A group of workers protests outside the California Cartage Company, a transportation and storage company that has been in business for more than 70 years and has warehouses in the U.S. and Mexico.
“We have a big problem,” says Rafael Quinteros, in Spanish. Quinteros joined the protest after he got off work. “They’ve been stealing from us since who knows when, and we didn’t even realize.”
Quinteros drives a fork lift for the company, which does business with the city of Los Angeles. Eighteen years ago, the city approved an ordinance that companies that do business with the city have to pay their workers two to three dollars more than minimum wage. Quinteros hasn’t received this additional money in the 20 years he has worked with the company.
“I should have made a lot more, but they didn’t give me anything,” he says.
With his current salary of $10.50 an hour, Quinteros says he can barely support his family. He has a 17-year-old son and a wife who is sick and cannot work.
“With what I make here, I have to buy very little. I don’t even have enough to buy my wife’s medicine sometimes,” Quinteros says.
That’s why he joined a class-action lawsuit against California Cartage Company, calling on it to comply with the Los Angeles ordinance. The suit was filed in December, and a hearing will be held in October.
California Cartage Company is one of 12 businesses listed as consistently violating labor laws, in a new report. The company did not respond to a request for an interview with Radio Bilingüe.
“[Wage theft] doesn’t only happen in some industries in our economy, it happens in big companies and small companies, even mom-and-pop businesses,” says Lucero Herrera, a researcher with the UCLA Labor Center, which systematized the report, by a wide coalition of more than 30 community and labor organizations. One of the goals of the report is to expose the tactics used by companies to avoid having to comply with the law.
“Many of these corporations do business with contractors or subcontractors that they know are breaking the law. It also illustrates that there are a lot of loopholes in the laws and unscrupulous individuals take advantage of that. They can declare bankruptcy and keep operating the same business and nothing happens, and many companies just don’t pay,” Herrera says.
The study is titled “The Dirty Dozen: Snapshots of Wage Theft in California.”
“[These twelve] are the companies that we had the most information about and also they show what happens in different geographic regions and different industries: in the garment industry, carwash, transportation, security, manufacturing, housecleaning, child care and long-term adult care,” says Herrera.
The companies exposed in this report hae been fined for wage theft, or are being sued or confront charges for other violations of labor laws. The twelve are California Cartage Company, Bayview Care Home, Property Services, Coast to Coast West, Inc., GMS, North Coast Couriers, Scientific Concepts, Century Car Wash, XPO Logistics, the restaurant Crazy Buffet, supermarket chain El Super, and HCGS/ HSG Healthcare Services Group.
According to the report, the California Labor Commissioner has issued 16 judgments against this last company for unpaid wages. The company has 45,000 workers and annual revenue of nearly one and a half billion dollars. Its central offices are located in Pennsylvania and it is present in 48 states, including California.

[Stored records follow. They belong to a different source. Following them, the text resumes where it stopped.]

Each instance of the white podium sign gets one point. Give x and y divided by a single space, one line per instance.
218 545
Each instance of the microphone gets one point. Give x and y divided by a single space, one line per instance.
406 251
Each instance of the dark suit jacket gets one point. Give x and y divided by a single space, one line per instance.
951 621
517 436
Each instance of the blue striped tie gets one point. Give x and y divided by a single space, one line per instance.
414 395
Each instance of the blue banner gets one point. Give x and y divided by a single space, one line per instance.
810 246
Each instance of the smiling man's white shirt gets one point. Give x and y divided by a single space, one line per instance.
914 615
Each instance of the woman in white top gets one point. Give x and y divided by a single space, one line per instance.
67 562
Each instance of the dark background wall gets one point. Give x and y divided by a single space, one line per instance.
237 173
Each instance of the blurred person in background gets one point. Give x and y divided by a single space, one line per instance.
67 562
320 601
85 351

The company hired Matilde Valenzuela through a subcontractor. In one of its clinics in Fontana, California, Valenzuela workers were not paid for obligatory meal and rest breaks.
“We would eat something fast, or standing up, while we worked, and then we would go back and punch in,” she explains.

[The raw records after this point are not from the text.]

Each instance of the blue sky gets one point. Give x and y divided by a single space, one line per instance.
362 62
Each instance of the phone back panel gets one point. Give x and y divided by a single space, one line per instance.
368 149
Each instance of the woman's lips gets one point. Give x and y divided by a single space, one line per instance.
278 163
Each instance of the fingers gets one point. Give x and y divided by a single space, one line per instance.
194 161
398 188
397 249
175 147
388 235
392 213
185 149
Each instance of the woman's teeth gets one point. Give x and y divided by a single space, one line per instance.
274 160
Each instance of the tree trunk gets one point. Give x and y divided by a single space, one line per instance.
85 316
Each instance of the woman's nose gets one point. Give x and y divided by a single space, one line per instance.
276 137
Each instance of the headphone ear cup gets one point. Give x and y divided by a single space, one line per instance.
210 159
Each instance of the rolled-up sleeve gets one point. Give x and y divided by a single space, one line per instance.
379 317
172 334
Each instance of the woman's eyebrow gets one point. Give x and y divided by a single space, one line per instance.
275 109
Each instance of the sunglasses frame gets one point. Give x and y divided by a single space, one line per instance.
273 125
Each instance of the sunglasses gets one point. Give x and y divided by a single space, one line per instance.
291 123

Since Valenzuela didn’t know the law, she thought that ws normal and didn’t protest for more than a year.
“It was just routine, that’s how the rules were, that’s what we thought,” she says.

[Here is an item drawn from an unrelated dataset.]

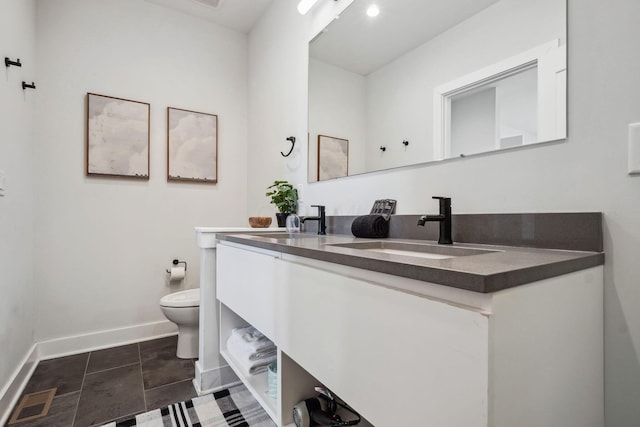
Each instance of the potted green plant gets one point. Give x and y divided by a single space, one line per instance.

However, five years ago, the eight workers of the “Laurel” clinic filed a wage theft claim and were able to get their backwages.
“They paid me 400 dollars, and others got 500 dollars, according to the years they worked,” says Valenzuela.
After winning, the workers unionized and Valenzuela testified this year in the California Senate against wage theft.
“If you don’t speak up, people abuse you and they keep abusing other people who come,” says Valenzuela.
These twelve companies are just the tip of the iceberg. They may only be the most visible because many have been taken to court. The problem of wage theft is much bigger.
The groups belonging to the California Fair Paycheck Coalition, which published the report The Dirty Dozen, have hopes that the bill SB 588, which passed the State Senate and is currently in the Assembly, will establish effective means to protect workers from these crimes.